Le 8 juin 2025, un nouveau drame s’est abattu sur les chrétiens de l’État du Chhattisgarh, en Inde. Dans le village de Borsi, situé dans le district de Dhamtari, une attaque violente a visé les fidèles rassemblés pour le culte dominical au sein de la communauté indépendante Penial Prayer Fellowship. Une quinzaine de membres étaient présents lorsque des extrémistes hindous ont fait irruption, armés de bâtons et criant « Jai Shri Ram », un slogan devenu tristement célèbre pour accompagner les persécutions antichrétiennes.
Le pasteur protestant Wakish Sahu, qui dirige cette communauté avec son père Mannohan Sahu, a rapporté que les assaillants ont saccagé les lieux : chaises, ventilateurs, instruments de musique ont été détruits, et tous les livres religieux, y compris les Bibles, ont été jetés au feu. Son père a été roué de coups jusqu’à perdre connaissance. Sa mère, qui tentait de s’interposer, a également été frappée à la tête et aux bras.
Plusieurs membres ont dû être hospitalisés pour blessures graves. Malgré cela, la police locale n’a pas formellement enregistré la plainte déposée, préférant annoncer une « enquête » sans suite à ce jour. Pire encore : alors que les agresseurs s’étaient rassemblés de nouveau pour tenter un second assaut, les policiers présents n’ont offert qu’une protection partielle en raccompagnant les pasteurs « à moitié chemin » vers leur domicile, laissant le reste de la route à la merci des extrémistes.
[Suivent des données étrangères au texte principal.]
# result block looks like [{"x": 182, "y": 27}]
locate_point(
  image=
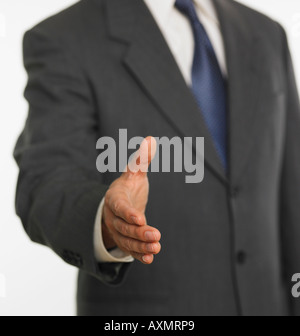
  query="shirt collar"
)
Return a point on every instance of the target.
[{"x": 161, "y": 9}]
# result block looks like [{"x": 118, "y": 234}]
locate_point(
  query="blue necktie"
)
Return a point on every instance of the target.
[{"x": 208, "y": 84}]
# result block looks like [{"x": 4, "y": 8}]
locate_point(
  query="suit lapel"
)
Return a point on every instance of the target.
[
  {"x": 152, "y": 64},
  {"x": 244, "y": 63}
]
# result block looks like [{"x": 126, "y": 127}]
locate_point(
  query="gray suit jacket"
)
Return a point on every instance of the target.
[{"x": 231, "y": 243}]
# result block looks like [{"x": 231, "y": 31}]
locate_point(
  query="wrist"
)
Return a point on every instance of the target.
[{"x": 108, "y": 240}]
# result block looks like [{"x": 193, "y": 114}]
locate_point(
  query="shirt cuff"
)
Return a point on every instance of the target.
[{"x": 102, "y": 255}]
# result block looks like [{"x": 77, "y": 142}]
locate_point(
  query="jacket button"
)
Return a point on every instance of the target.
[{"x": 241, "y": 257}]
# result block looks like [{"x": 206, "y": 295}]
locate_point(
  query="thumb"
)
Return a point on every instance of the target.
[{"x": 139, "y": 161}]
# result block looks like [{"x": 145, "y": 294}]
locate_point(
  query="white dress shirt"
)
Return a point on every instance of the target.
[{"x": 178, "y": 34}]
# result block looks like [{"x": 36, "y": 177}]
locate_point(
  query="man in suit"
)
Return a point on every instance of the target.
[{"x": 212, "y": 69}]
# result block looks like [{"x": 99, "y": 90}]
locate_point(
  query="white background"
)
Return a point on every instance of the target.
[{"x": 33, "y": 281}]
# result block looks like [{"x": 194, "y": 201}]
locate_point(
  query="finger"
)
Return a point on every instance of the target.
[
  {"x": 122, "y": 209},
  {"x": 146, "y": 259},
  {"x": 141, "y": 233},
  {"x": 141, "y": 159},
  {"x": 133, "y": 245}
]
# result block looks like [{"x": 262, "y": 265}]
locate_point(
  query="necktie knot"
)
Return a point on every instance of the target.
[
  {"x": 187, "y": 8},
  {"x": 208, "y": 84}
]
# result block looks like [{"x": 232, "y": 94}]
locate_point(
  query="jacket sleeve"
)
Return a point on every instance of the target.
[
  {"x": 59, "y": 189},
  {"x": 290, "y": 186}
]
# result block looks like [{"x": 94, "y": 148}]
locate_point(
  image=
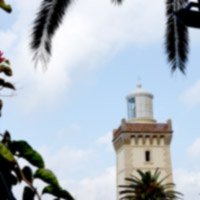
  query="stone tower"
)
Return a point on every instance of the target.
[{"x": 140, "y": 142}]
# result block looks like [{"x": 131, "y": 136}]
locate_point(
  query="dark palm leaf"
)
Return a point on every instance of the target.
[
  {"x": 148, "y": 187},
  {"x": 176, "y": 36},
  {"x": 46, "y": 23},
  {"x": 117, "y": 1}
]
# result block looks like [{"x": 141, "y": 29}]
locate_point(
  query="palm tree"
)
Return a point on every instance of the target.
[
  {"x": 47, "y": 21},
  {"x": 148, "y": 187},
  {"x": 176, "y": 37},
  {"x": 51, "y": 14}
]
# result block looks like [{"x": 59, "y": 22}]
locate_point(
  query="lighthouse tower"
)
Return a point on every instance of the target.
[{"x": 140, "y": 142}]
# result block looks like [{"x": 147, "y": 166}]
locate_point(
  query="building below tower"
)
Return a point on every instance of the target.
[{"x": 140, "y": 142}]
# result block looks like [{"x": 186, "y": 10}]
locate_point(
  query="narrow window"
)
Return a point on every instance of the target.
[
  {"x": 131, "y": 108},
  {"x": 147, "y": 156}
]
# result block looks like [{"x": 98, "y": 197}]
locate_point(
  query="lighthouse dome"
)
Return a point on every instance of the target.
[{"x": 140, "y": 105}]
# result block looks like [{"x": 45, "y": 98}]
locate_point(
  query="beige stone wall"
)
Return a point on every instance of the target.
[{"x": 131, "y": 156}]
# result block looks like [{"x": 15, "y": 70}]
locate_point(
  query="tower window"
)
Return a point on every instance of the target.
[
  {"x": 131, "y": 108},
  {"x": 147, "y": 156}
]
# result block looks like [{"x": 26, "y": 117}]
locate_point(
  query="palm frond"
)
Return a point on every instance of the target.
[
  {"x": 176, "y": 37},
  {"x": 117, "y": 1},
  {"x": 46, "y": 23}
]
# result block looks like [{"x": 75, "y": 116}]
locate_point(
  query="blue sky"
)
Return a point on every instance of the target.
[{"x": 68, "y": 112}]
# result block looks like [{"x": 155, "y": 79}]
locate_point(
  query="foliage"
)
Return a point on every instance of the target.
[
  {"x": 47, "y": 21},
  {"x": 11, "y": 173},
  {"x": 51, "y": 14},
  {"x": 176, "y": 36},
  {"x": 148, "y": 187}
]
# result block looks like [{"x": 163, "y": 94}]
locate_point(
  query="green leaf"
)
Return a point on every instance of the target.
[
  {"x": 6, "y": 84},
  {"x": 6, "y": 153},
  {"x": 6, "y": 138},
  {"x": 6, "y": 70},
  {"x": 28, "y": 173},
  {"x": 25, "y": 151},
  {"x": 47, "y": 176},
  {"x": 1, "y": 104},
  {"x": 58, "y": 192},
  {"x": 28, "y": 193}
]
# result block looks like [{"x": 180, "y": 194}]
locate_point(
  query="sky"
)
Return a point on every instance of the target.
[{"x": 68, "y": 112}]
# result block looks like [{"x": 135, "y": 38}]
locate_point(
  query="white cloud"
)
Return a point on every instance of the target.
[
  {"x": 65, "y": 160},
  {"x": 106, "y": 140},
  {"x": 74, "y": 128},
  {"x": 194, "y": 149},
  {"x": 188, "y": 183},
  {"x": 100, "y": 187},
  {"x": 191, "y": 96},
  {"x": 92, "y": 32}
]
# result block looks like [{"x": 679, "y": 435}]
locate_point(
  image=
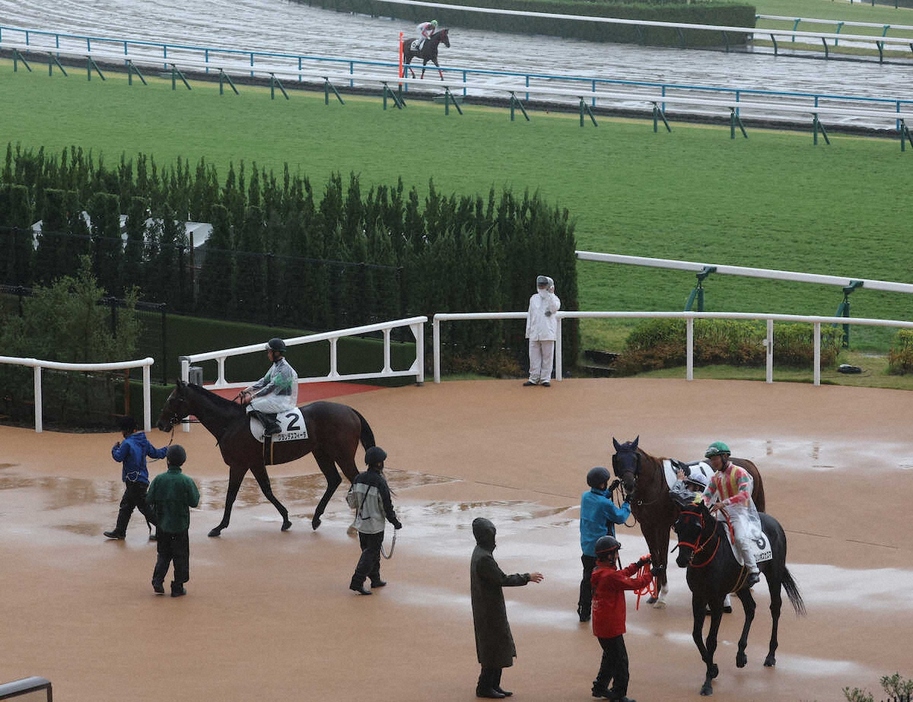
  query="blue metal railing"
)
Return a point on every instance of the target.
[{"x": 40, "y": 40}]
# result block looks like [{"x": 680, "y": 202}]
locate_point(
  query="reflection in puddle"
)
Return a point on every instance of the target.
[{"x": 83, "y": 529}]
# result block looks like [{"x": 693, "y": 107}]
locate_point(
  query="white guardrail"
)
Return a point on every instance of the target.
[
  {"x": 38, "y": 365},
  {"x": 881, "y": 115},
  {"x": 417, "y": 369},
  {"x": 688, "y": 316}
]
Depuis cette attaque, la peur a gagné les cœurs. Alors que la communauté comptait encore une cinquantaine de fidèles en 2024, les violences répétées ont réduit la congrégation à une poignée de membres — et après cette nouvelle agression, seuls les membres de la famille Sahu osent encore venir prier dans le bâtiment profané. « Nous avons décidé de ne pas céder à la peur », affirme le pasteur, même si les autres fidèles ont choisi de se réfugier dans des églises plus éloignées, quand bien même celles-ci ne sont pas à l’abri non plus.
Car cette vague de haine ne s’arrête pas à Borsi.
Le même jour, à Gopal Puri, à environ 15 km de là, un autre culte chrétien a été interrompu. Le pasteur Thanu Ram n’a pas pu témoigner, mais l’incident a été confirmé par deux autres pasteurs de la région. À Elohim Church, toujours dans le district de Dhamtari, des membres du groupe extrémiste Bajrang Dal ont envahi l’église en pleine célébration, entonnant à pleine voix des chants religieux hindous pour perturber le culte. La police est intervenue pour les disperser, mais là encore, aucun dépôt de plainte formel n’a été accepté.
Plus tôt dans la journée, ces mêmes extrémistes avaient fait une halte dans une autre église, dirigée par le pasteur Rekha Mahilanh. Là, un jeune homme de 21 ans, qui assistait pour la première fois au culte, a été agressé physiquement. Les agresseurs ont également tenté d’intimider la responsable de l’église, mais se sont heurtés au courage de plusieurs femmes de la communauté, qui les ont confrontés avec fermeté. Les extrémistes auraient alors utilisé un spray irritant contre certaines d’entre elles, avant de prendre la fuite.
Face à cette multiplication des attaques, plusieurs responsables chrétiens du district — notamment les pasteurs Raju Verghese, Alok Majumdar et le révérend Diamond Phillius, président du Dhamtari Christian Forum — ont déposé un nouveau mémorandum auprès du bureau du préfet, Avinash Mishra. Ce dernier, bien qu’occupé, a promis de traiter la demande ultérieurement.